Liu, Y., Gu, X., Li, Y. et al. Interplay of genetic predisposition, plasma metabolome and Mediterranean diet in dementia risk and cognitive function. Nat Med (2025). https://doi.org/10.1038/s41591-025-03891-5
MARCI’S MEDITERRANEAN SALMON WITH POWERHOUSE TAPENADE AND HERB QUINOA
A brain, heart, life healthy dish rich in omega-3s, antioxidants, and Mediterranean flavors with an anti-inflammatory power boost.
INGREDIENTS (serves 4)
For the salmon
4 salmon fillets (about 5–6 oz each)
2 tbsp extra-virgin olive oil
2 garlic cloves, minced
Juice of 1 lemon (save rind to zest later)
1 TBS fresh oregano
1/2 tsp sea salt
1/2 tsp black pepper
1/2 tsp cayenne pepper
For the quinoa
1 cup quinoa, rinsed
2 cups veggie broth or water
1 cup cherry tomatoes, halved
1⁄4 cup fresh parsley, chopped
2 tbsp extra-virgin olive oil
Juice of 1⁄2 lemon
Sea salt and pepper, to taste
For the powerhouse tapenade
1 cup Kalamata or assorted olives, pitted
2 tbsp capers, rinsed
1 whole shallot
2 garlic cloves
1-inch piece fresh ginger root, peeled and chopped
1-inch piece fresh turmeric root, peeled and chopped
2 tbsp extra-virgin olive oil
1 tbsp fresh lemon juice
a few fresh basil leaves and handful of fresh parsley
DIRECTIONS:
Marinate the salmon: Whisk olive oil, garlic, lemon juice, oregano, cayenne pepper, salt, and black pepper. Brush over salmon fillets and let sit for 15 minutes.
Cook the quinoa: Simmer quinoa in broth for 15 minutes. Fluff, then stir in tomatoes, parsley, olive oil, lemon juice, salt, and pepper.
Make the tapenade: In a food processor, pulse olives, capers, shallots, garlic, ginger, turmeric, olive oil, and lemon juice until finely chopped but still textured. Pulse in herbs quickly.
Cook the salmon: Grill, roast, or pan-sear salmon, 4–5 minutes skin side down, then 3–4 minutes more until just cooked through.
To serve: Place salmon over quinoa, top with olive-ginger-turmeric tapenade, and garnish with extra parsley and lemon zest.
WHERE’S THE POWER?
Salmon: Packed with omega-3 fatty acids that support memory, cognition, and overall brain health.

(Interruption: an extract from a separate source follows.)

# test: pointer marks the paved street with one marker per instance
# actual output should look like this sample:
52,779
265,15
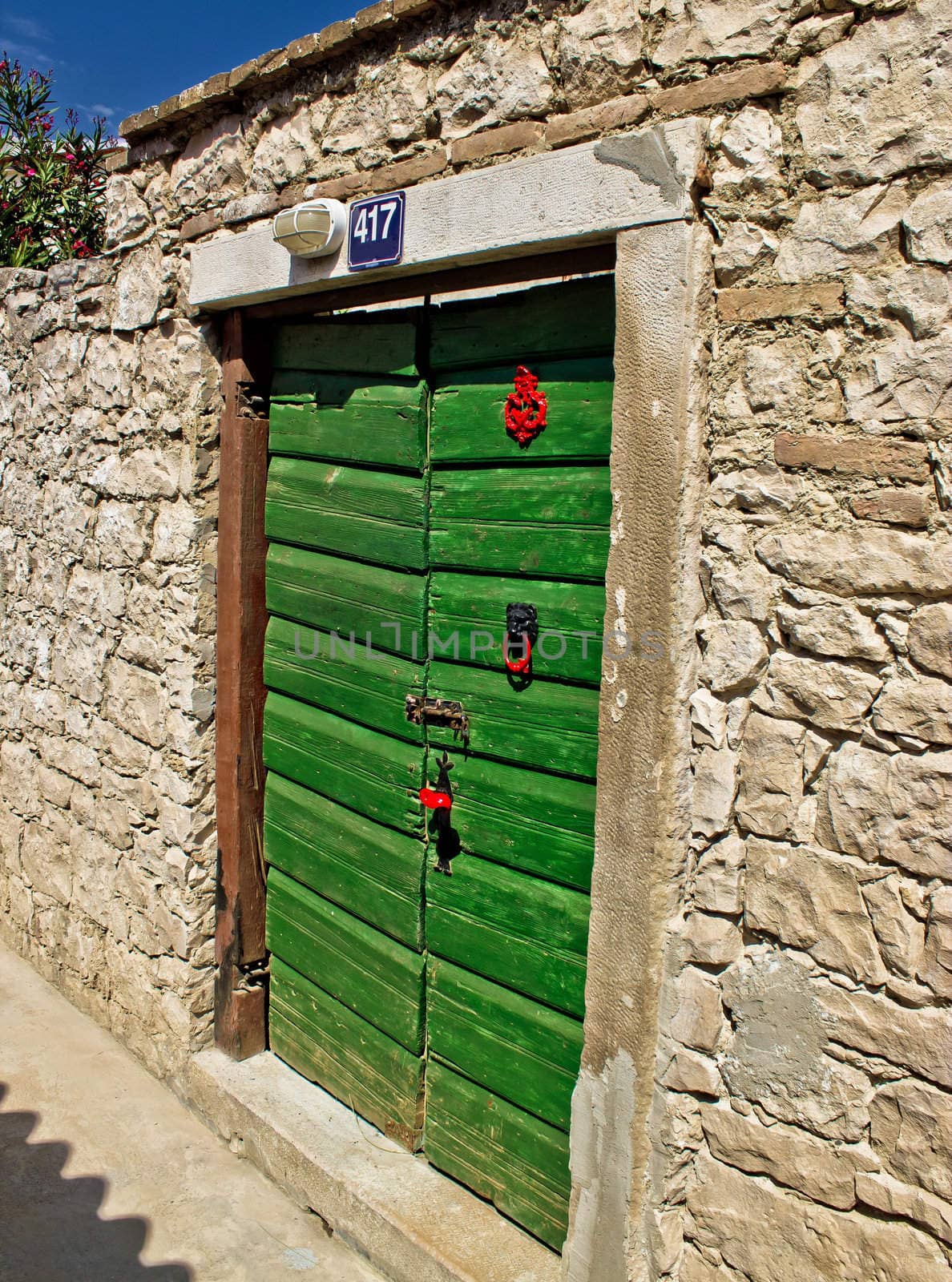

Olive Tapenade: A source of healthy fats and polyphenols that help fight inflammation and protect brain cells.
Ginger Root: Supports circulation and digestion, with studies suggesting it may also enhance brain function.
Turmeric Root: Contains curcumin, a powerful anti-inflammatory compound shown to support memory and reduce the risk of cognitive decline.
Quinoa: A nutrient-dense whole grain that delivers steady energy, protein, and fiber for sustained brain fuel.
Tomatoes & Fresh Herbs: Rich in antioxidants, particularly lycopene, which help defend brain cells against damage.